“The Internal Revenue Commission (IRC) has released some very revealing figures about tax collections in 2018. The Commissioner for Tax talks about collecting more than expected. However, after excluding a large and unexpected mining and petroleum tax bonanza of nearly K700 million, all other IRC collections are K500 million less than the government wanted in 2018. This is part of the fake revenue that I identified in my budget response. The government’s revenue strategy is failing because of its fake revenue forecasts. So the O’Neill/Abel government is resorting to other measures such as massive tax tariff increases on ordinary families of up to 25%” stated the Shadow Minister for Treasury and Finance, Ian Ling-Stuckey.

“I do not blame the loyal staff at IRC for not reaching the non-resource tax target of K7.7 billion in in 2018. The blame instead goes to the unrealistic targets demanded of the IRC by Treasurer Abel and Prime Minister O’Neill. Non-resource revenues were never going to grow very quickly given how sick the economy was in 2018 – the IMF’s latest estimate is 0% growth for 2018. It is time for a new coalition government that can set realistic revenue targets and get economic growth going again. Even more importantly, there is a need for a new coalition government that can spend taxpayer funds better rather than on their besties and cronies” stated Mr Ling-Stuckey.

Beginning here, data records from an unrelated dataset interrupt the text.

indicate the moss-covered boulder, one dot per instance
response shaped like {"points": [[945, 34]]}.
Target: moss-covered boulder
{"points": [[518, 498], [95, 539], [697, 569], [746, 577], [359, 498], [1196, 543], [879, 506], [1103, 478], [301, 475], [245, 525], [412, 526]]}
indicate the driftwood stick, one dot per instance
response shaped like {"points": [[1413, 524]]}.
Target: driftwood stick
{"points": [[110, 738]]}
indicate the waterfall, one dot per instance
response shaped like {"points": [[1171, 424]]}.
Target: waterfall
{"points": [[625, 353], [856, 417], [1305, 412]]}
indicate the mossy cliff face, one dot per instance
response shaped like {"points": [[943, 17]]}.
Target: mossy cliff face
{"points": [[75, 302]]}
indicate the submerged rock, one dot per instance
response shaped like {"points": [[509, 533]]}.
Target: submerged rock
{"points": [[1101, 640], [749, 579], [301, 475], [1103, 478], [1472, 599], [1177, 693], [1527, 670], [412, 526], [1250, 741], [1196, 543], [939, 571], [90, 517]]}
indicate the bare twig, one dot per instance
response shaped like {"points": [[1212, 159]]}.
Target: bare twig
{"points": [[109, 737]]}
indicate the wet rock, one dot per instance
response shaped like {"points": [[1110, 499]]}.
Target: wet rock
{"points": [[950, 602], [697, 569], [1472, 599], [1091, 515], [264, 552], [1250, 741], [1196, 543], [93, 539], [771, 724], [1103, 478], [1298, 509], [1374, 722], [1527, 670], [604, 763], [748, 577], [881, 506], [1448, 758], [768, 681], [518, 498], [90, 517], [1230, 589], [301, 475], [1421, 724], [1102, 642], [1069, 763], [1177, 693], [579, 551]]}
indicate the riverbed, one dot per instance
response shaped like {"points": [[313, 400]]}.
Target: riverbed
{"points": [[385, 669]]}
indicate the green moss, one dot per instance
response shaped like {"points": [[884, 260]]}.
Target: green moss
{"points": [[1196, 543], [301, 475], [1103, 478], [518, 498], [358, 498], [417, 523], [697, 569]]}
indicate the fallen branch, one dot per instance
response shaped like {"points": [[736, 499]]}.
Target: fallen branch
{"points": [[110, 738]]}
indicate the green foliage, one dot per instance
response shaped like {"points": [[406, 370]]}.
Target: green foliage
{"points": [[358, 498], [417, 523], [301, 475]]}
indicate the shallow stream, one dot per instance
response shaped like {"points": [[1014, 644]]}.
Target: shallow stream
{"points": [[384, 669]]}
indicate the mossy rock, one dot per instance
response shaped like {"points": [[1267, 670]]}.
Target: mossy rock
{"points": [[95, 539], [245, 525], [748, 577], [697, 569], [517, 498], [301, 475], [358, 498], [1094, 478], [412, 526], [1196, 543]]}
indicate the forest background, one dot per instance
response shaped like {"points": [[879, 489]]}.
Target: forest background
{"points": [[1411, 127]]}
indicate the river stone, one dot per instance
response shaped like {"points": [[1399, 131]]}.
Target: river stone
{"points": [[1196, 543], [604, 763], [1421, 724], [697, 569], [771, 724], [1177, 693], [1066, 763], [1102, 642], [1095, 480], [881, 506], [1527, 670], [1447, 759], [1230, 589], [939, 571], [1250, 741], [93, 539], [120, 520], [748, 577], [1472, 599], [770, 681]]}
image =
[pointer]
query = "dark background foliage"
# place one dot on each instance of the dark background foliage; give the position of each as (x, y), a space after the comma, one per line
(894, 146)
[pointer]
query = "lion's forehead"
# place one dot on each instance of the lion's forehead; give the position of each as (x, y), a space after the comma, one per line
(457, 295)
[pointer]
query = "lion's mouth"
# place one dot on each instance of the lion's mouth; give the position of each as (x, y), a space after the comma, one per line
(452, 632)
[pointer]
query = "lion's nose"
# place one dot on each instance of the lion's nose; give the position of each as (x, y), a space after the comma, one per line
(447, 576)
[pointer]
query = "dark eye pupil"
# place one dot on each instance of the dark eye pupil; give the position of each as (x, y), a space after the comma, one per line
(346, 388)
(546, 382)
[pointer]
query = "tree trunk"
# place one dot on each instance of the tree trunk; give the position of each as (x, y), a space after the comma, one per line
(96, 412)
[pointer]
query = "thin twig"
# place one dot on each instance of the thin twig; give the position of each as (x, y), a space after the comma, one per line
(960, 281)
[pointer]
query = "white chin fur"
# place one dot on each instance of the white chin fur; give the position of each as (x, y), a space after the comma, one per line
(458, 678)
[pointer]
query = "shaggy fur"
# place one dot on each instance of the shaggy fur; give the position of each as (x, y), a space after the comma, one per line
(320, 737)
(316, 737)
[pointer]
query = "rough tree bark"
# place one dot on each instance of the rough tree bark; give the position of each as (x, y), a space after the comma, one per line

Hon.Ian Ling-Stuckey,CMG.MP
Shadow Minister for Treasury & Finance

 12 January 2019



The IRC’s Commissioner of Tax, Dr Alois Daton, indicated that IRC slightly exceeded its revenue target in 2018. IRC collected K8 billion from PNG taxpayers, up from the planned K7.8 billion collections contained in the 2018 budget (see Budget Volume 2A p50 – photo below).

However, more than all of this was due to the unexpected boom in oil prices. The 2018 budget expected only K89.5 million in mining and petroleum tax income in 2018. According to the Commissioner of Tax, the IRC collected K774 million – nearly K700 million more. The resource tax bonus was simply to do with higher oil prices – it was unexpected and had nothing to do with the revenue strategy. Overall, the IRC collected K200 million more than expected. Resource taxes are K700 million higher. This means all other expected taxes are K500 million lower (K200 million minus K700 million).

The details of IRC’s collections from the 2018 budget are shown below. The total expected collections were K7.819 billion. Mining and petroleum taxes were expected of K0.0895 billion. This means that the IRC was expected to collect slightly over K7.7 billion in taxes other than “Mining and petroleum taxes” – so K7.819bn minus K0.0895bn is K7.7295 bn. The Commissioner of Tax indicates collections totalled K8 billion of which K774 million was in “Mining and Petroleum taxes”. This means (excluding rounding) that actual other tax collections totalled K7.226bn (so K8bn less K0.774bn). This means other tax collection were K503 million less than expected (K7.7295bn less K7.226bn).

The statement by the Commissioner for Tax was carried on PNG Loop on 12 January and is shown below. There are other details that are important – for example, it appears that Company Tax collections were expected to be K1.971 billion in 2018. The Commissioner has indicated that actual 2018 collections totalled only K1.7 billion – a major part of the revenue shortfall. The potential fall in personal income tax is of concern. Not enough information was provided to check on GST revenue collection figures (although some of these are collected by Customs).